Ma non basta. Non c’è disegno industriale, non c’è politica dei servizi privati e pubblici senza una strategia per l’occupazione. E’ stato detto: stiamo perdendo una generazione. Non ce lo possiamo permettere, né rifugiarci nell’assistenzialismo. Dove c’è il reddito minimo di sussistenza, questo è sempre legato ad un’esperienza di formazione o di studio e lavoro. Far arrivare a casa un assegno e dire”arrangiati”, non è buona politica verso i giovani disoccupati, ma neanche verso gli adulti che perdono il lavoro. Ci vogliono: un programma per almeno 200.000 giovani da far assumere a part time, defiscalizzato totalmente per tre anni; un progetto triennale di tirocini formativi nelle aziende per tutti gli studenti delle ultime classi delle scuole superiori; un potenziamento delle politiche attive coordinate dal pubblico e gestite anche dal privato autorizzato, ma con tutors obbligatori che facilitino la ricerca del lavoro. E se tutto ciò è insufficiente per non far crescere la quota dei disoccupati, bisogna pensare a forme di ripartizione del lavoro esistente, che può avvenire soltanto per via contrattuale, dato che deve compatibilizzarsi con le esigenze di produttività delle aziende. Soltanto in questo caso, l’intervento pubblico di sostegno (come per esempio, la possibilità di poter fare metà pensione e metà lavoro) avrebbe una reale efficacia.

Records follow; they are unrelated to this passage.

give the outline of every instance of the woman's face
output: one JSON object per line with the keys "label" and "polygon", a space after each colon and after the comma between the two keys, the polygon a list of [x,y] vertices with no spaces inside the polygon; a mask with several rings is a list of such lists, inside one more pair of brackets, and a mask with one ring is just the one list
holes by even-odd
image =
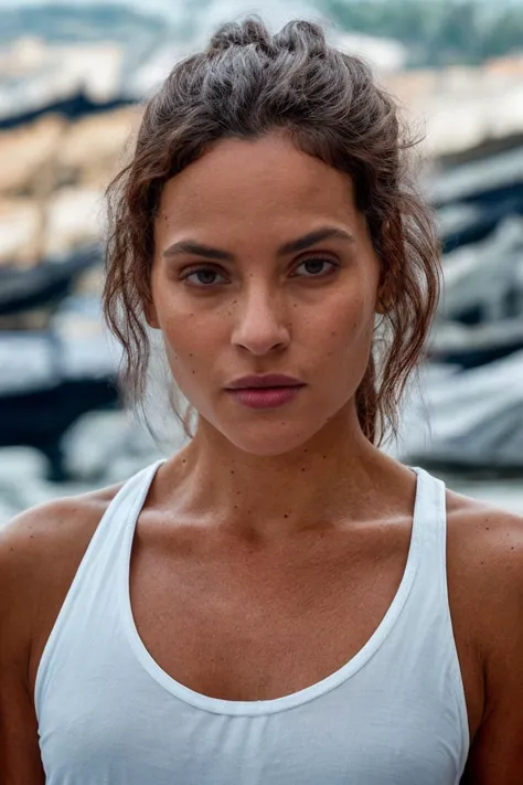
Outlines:
{"label": "woman's face", "polygon": [[[199,427],[276,455],[354,414],[380,266],[348,176],[277,134],[223,140],[166,184],[154,246],[148,320]],[[227,389],[269,373],[302,386]]]}

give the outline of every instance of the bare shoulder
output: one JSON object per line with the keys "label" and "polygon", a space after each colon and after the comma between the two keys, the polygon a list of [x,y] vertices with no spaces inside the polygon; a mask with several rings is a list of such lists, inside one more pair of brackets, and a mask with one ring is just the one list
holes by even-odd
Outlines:
{"label": "bare shoulder", "polygon": [[523,516],[447,491],[447,521],[449,573],[473,606],[523,590]]}
{"label": "bare shoulder", "polygon": [[[0,625],[21,667],[53,615],[121,486],[33,507],[0,529]],[[15,650],[14,650],[15,649]]]}
{"label": "bare shoulder", "polygon": [[521,782],[523,517],[447,494],[448,585],[472,745],[463,783]]}
{"label": "bare shoulder", "polygon": [[45,782],[35,671],[82,556],[117,490],[41,505],[0,529],[1,782]]}

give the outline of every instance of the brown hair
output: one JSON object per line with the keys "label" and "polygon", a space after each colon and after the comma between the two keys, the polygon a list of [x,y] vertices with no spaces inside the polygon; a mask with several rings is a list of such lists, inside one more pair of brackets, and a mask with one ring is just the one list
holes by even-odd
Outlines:
{"label": "brown hair", "polygon": [[[386,312],[356,392],[366,437],[397,433],[398,405],[419,364],[440,291],[439,251],[428,208],[407,172],[415,144],[394,100],[361,60],[295,20],[271,35],[258,17],[217,30],[205,51],[178,62],[148,103],[130,163],[113,180],[104,314],[124,348],[124,378],[142,400],[150,346],[153,221],[162,188],[224,138],[281,129],[303,152],[351,176],[382,265]],[[378,329],[380,327],[385,329]],[[182,420],[189,433],[189,417]]]}

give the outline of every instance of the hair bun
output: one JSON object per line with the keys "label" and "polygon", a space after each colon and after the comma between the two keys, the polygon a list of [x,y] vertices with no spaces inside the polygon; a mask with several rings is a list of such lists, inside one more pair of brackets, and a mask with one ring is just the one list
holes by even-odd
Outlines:
{"label": "hair bun", "polygon": [[257,15],[250,15],[243,22],[227,22],[212,36],[207,53],[225,52],[232,46],[257,44],[264,51],[273,49],[270,33]]}

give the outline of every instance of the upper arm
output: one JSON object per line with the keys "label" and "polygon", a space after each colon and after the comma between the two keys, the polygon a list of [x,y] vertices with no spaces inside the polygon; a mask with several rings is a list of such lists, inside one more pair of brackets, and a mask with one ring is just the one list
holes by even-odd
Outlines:
{"label": "upper arm", "polygon": [[0,782],[42,785],[45,775],[29,692],[28,517],[0,530]]}
{"label": "upper arm", "polygon": [[33,683],[93,533],[121,486],[34,507],[0,529],[0,783],[42,785]]}
{"label": "upper arm", "polygon": [[484,639],[485,708],[463,785],[523,782],[523,518],[490,521],[489,594],[478,598]]}

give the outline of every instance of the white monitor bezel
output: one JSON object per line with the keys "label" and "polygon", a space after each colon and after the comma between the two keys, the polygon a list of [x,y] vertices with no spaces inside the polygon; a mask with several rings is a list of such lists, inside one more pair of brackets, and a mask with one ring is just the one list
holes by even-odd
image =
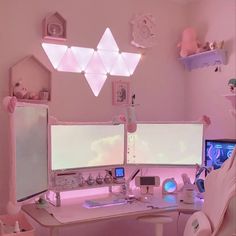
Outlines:
{"label": "white monitor bezel", "polygon": [[[204,163],[204,124],[202,122],[186,122],[186,121],[137,121],[137,129],[139,124],[196,124],[196,125],[202,125],[202,153],[201,153],[201,163],[195,163],[195,164],[147,164],[147,163],[128,163],[128,153],[126,153],[126,159],[125,159],[125,165],[126,166],[143,166],[143,167],[170,167],[170,168],[179,168],[179,167],[195,167],[196,165],[203,165]],[[127,152],[128,152],[128,133],[127,133]]]}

In definitiva, Parlamento e Governo dovrebbero concentrarsi più sulle misure direttamente a sostegno dell’economia reale, che sugli aspetti regolatori delle materie lavoristiche. Non sono queste che creano lavoro; spesso favoriscono - sia pure involontariamente - quello nero. Meglio misure meno roboanti ma che innescano l’impegno imprenditoriale ad agire, l’allargamento della capacità di spesa della gente, la consapevolezza che la solidarietà rende più felici che l’individualismo. In altre parole, dare lavoro è preferibile che dare assistenza, la quale deve essere sempre considerata l’ultima, disperata carta da giocare.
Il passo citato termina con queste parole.